Clearance, its been going well. Slow few weeks with various crew members on vacation. I can certainly understand the need for a visor/screen when working with a wizz saw. Not sure why the company does not have them. I think I asked once, can't remeber the reason though.


----------



## Industry (Dec 30, 2007)

I can cut banches up to 6" in diameter with my wizz saw. I rarely use my chainsaw in the bucket. Most people around here get pissy when you start taking out larger branches and such. To each his own on the saw of choice for trimming. I will try and Take my Video cam out in the next few weeks so you can see what can be done with a wizz saw. Have fun, and stay safe.


----------



## ropensaddle (Dec 30, 2007)

A wizz with a " beaver blade " is very fast at trimming
I have used them many years. The biggest concern I have
is they can easily kick back, so never cut anything near your boom.
They keep spinning after you let off the trigger and can cut fiberglass
in seconds. A pole saw even though much slower, can make directional
notches much better than a wizz. I would prefer to use a pole for
removals and a wizz for trims but thats me!


----------



## Themadd1 (Dec 31, 2007)

So to me this is something new??? I havent seen one before.

Are you talking about a weed wacker, gas powered trimmer with a blade? 

Sounds like something I would never want in a tree.

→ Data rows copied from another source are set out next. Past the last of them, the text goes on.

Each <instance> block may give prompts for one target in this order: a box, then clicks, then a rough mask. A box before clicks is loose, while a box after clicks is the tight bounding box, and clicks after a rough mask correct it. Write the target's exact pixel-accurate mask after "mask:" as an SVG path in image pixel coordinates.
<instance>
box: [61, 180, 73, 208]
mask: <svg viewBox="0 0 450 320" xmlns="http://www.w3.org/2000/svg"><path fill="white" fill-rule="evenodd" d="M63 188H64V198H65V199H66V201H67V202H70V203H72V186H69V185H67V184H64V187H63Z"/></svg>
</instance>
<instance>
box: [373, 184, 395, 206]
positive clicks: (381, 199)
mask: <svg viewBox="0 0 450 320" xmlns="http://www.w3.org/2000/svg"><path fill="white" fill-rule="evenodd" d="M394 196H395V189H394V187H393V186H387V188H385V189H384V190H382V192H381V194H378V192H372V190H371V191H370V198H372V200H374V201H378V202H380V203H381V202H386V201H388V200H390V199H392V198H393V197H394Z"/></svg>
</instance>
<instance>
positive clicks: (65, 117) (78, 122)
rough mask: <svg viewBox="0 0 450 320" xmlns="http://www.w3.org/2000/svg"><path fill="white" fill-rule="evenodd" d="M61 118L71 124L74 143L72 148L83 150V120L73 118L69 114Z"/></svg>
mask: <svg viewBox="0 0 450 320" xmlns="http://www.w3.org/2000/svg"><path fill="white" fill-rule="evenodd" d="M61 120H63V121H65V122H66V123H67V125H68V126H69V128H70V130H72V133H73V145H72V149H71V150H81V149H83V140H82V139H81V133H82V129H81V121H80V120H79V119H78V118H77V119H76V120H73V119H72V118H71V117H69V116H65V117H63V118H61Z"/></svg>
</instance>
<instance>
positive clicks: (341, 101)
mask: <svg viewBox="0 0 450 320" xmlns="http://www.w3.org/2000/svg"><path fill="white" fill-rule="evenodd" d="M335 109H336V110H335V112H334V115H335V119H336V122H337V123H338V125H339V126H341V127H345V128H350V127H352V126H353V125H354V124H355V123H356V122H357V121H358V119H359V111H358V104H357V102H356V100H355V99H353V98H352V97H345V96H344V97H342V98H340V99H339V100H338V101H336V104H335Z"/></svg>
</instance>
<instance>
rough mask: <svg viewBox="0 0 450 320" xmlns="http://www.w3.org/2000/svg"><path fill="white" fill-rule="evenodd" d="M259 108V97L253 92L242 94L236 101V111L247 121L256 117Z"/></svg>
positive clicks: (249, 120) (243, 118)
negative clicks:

There is too much kickback when clearing small brush let alone something above my head.


----------



## ropensaddle (Dec 31, 2007)

Themadd1 said:


> So to me this is something new??? I havent seen one before.
> 
> Are you talking about a weed wacker, gas powered trimmer with a blade?
> 
> ...


Hydraulic saws on bucket trucks.


----------



## bigshea13 (Mar 15, 2008)

i can trimm like its nobodys buisness with a stick saw and i said i could out trim anyone with one even if they had wizz. i was so wrong. since ive learned to use a wizz im puttin down four times the brush. im keeping three trucks busy all day instead of three people. they are so fast and easy to get good cuts with because of the angled head. when its running...its raining brush! before you fully make a decision give one a shot for a couple weeks. i still use the stick for bigger wood. the downfall to them is limitations in size of wood you can take.....the fact that they will remove unwanted branches if they jump.....and you must be extremely careful when pitching limbs because the blade continues to spin after cut is made. oh yeah,,,and you cant just pull out a file and sharpen the blades like you can a chain.


----------